Keeping up with the Volga neighbours

By bne IntelliNews August 2, 2012

Artem Zagorodnov in Ulyanovsk -

"We're not just the birthplace of Lenin, but of Kerensky too," Governor Sergei Morozov told guests at an investor conference in the Volga city of Ulyanovsk in June, referring to one of the leaders of the Russian Provisional Government that was overthrown in the October Revolution.

Morozov's point is that the city and surrounding region of Ulyanovsk, known more as a communist backwater, offers much more than first meets the eye, and has by all accounts come on leaps and bounds during his eight-year tenure. And he remains confident enough in Ulyanovsk's future to politely deny a recent job offer in the federal government.

Until now, though, despite its strategic access to over 40m consumers in and around the Volga River, Ulyanovsk has very much lived in the shadow of its larger and more prosperous Volga neighbours, Kazan and Samara. The numbers speak for themselves: in 2009, the region attracted RUB49bn (€1.25bn) in fixed-capital investments, compared with RUB268bn and RUB110bn in neighbouring Kazan and Samara respectively. Average monthly wages stood at around $330, versus $520 and $600 in the latter two.
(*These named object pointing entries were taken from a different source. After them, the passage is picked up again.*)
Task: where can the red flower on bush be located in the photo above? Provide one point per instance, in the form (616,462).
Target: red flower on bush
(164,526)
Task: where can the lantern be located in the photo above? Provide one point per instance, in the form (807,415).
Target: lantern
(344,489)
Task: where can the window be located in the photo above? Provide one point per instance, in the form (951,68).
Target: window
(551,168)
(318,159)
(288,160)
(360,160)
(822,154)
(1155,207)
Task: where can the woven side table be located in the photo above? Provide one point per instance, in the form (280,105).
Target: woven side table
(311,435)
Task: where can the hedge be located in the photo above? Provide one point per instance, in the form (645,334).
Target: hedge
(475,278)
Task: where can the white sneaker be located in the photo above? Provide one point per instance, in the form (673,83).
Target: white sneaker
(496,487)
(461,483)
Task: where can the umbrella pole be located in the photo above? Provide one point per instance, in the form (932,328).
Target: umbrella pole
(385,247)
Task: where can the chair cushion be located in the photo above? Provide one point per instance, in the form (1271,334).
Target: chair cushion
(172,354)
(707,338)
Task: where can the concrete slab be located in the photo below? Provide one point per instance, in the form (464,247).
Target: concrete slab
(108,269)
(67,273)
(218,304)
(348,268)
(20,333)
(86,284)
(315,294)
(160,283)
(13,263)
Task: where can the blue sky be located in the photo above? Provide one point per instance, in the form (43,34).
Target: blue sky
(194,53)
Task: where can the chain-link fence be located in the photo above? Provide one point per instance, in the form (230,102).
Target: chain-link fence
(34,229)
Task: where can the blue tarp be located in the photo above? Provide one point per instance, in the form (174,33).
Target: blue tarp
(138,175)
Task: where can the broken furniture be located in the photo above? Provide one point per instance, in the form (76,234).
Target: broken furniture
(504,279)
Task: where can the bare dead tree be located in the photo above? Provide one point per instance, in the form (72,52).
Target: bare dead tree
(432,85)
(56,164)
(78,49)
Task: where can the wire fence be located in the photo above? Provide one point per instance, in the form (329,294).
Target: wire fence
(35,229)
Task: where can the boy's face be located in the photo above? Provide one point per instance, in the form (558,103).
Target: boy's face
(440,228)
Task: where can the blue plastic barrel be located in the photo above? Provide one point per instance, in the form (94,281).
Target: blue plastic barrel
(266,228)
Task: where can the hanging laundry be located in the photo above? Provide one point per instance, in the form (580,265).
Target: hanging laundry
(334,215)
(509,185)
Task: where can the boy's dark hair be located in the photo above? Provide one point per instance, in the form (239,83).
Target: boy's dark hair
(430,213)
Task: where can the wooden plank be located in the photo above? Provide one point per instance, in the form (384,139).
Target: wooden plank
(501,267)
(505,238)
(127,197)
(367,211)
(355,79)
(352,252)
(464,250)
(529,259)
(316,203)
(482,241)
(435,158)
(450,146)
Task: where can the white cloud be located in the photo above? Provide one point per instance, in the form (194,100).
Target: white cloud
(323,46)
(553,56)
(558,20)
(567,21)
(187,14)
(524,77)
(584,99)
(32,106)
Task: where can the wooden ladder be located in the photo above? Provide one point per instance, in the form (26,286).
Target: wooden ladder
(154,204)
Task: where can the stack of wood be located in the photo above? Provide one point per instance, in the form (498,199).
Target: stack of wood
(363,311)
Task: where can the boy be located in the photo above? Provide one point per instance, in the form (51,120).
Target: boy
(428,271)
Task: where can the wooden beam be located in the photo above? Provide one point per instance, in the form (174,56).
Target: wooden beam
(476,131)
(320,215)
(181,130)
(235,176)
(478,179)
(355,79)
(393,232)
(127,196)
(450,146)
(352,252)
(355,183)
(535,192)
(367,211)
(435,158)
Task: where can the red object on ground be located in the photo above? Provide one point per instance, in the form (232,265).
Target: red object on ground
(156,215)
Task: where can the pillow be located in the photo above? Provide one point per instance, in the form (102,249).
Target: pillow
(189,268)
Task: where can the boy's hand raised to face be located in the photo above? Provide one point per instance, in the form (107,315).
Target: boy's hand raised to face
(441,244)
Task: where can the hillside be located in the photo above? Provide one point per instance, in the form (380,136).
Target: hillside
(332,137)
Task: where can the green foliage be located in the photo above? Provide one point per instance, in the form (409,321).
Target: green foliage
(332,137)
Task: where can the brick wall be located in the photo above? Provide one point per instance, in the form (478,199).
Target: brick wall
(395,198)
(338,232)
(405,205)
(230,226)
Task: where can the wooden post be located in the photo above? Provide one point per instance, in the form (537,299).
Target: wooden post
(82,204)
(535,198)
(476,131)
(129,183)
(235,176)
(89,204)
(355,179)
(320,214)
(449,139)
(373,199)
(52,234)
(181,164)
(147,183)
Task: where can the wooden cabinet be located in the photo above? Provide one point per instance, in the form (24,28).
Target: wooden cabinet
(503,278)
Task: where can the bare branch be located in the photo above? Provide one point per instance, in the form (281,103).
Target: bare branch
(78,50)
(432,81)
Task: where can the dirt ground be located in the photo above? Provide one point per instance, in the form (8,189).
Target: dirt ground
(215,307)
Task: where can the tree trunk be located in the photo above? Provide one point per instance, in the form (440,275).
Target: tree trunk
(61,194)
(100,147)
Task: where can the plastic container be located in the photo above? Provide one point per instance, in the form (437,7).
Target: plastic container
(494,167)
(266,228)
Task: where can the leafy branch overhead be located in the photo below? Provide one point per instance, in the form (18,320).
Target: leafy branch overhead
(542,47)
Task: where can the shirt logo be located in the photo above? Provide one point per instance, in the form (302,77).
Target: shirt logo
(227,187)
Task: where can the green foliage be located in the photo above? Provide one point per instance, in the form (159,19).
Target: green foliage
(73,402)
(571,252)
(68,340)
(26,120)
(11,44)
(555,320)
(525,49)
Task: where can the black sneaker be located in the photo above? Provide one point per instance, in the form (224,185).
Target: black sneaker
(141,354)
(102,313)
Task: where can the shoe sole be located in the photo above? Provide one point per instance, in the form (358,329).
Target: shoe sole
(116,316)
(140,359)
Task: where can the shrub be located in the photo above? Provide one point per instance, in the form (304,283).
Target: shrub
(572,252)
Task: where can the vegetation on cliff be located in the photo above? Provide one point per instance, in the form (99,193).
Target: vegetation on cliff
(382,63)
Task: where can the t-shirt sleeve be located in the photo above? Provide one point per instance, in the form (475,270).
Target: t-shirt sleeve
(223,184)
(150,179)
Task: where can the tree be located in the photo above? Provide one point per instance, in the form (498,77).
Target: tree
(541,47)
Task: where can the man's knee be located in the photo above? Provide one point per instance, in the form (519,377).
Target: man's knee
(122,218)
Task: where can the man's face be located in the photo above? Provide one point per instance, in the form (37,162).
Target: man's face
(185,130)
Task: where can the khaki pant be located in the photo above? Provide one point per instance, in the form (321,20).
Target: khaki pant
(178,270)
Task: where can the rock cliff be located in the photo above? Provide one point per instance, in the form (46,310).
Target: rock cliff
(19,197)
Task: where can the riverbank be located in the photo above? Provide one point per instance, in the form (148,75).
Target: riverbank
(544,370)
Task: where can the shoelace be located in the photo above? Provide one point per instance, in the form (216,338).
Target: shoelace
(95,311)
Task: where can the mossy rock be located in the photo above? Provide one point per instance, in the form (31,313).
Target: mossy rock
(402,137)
Living standards and services too are poor, which is proving a problem when attracting increasingly demanding foreign investors. Julia Stephanishina of Ernst & Young points out that compared with 10 or even five years ago, international investors are asking more and more about how comfortable a region is for relocation. "They used to be interested in power connections and access to water; we'd basically just drive out into a field in a jeep accompanied by some suspicious-looking characters in dark suits," she says. "Nowadays, the companies coming here are interested in the availability of English-language schools and healthcare, nice places to live and go out, and direct international air connections from the local airport."

Unfortunately, Ulyanovsk still scores badly in practically all these aspects when compared with Samara and Kazan. While the former have fully functioning international airports with regularly scheduled flights to several European capitals by leading international carriers, Ulyanovsk authorities are only now considering setting up such routes

An aviation museum stands as a monument to better times past. Hopes that a revival of the Ruslan An-124 jet aircraft project (one of the largest cargo carriers in the world) pending a Nato order would rejuvenate the local Aviastar aviation plant proved premature: economies-of-scale didn't match up (ie. the plane was too expensive to produce without a larger order).

However, the Aviastar aviation plant is also evidence of a brighter future. Germany-based Gildemeister recently announced the construction of a $25m machine-building tools plant outside Ulyanovsk, the first such foreign-owned plant in Russia. It took two years to obtain a permit for the technology transfer, which will cater toward Ulyanovsk's aircraft and auto-manufacturing hubs. The deal constitutes a major nod toward the potential of the Aviastar plant, which plans to launch major production of the Ilyushin Il-76 and Tupolev Tu-204 SM jets in the near future.

Gildermeister had only good things to say about the process of setting up production thus far. "We were told that things like that could last very long," Gunter Bachmann, a top executive at the company, told The Moscow Times. "In Ulyanovsk, they happened instantly."

The local administration is hoping the growth experienced under Morozov's leadership, combined with favourable access to vital transportation arteries and low local taxes, will make Ulyanovsk a local leader in manufacturing.

Foreign direct investment (FDI) has gone from RUB6.9bn in 2003 to RUB61.8bn last year, with the region taking first place for FDI growth in the Volga Federation Region. Most of this growth has come from retail and manufacturing (which makes up almost a third of the local economy): Mars and Metro Cash & Carry were the most recent international giants to set up local production and distribution operations. Regional GDP has gone from RUB80.6bn in 2005 to RUB171.4bn in 2010.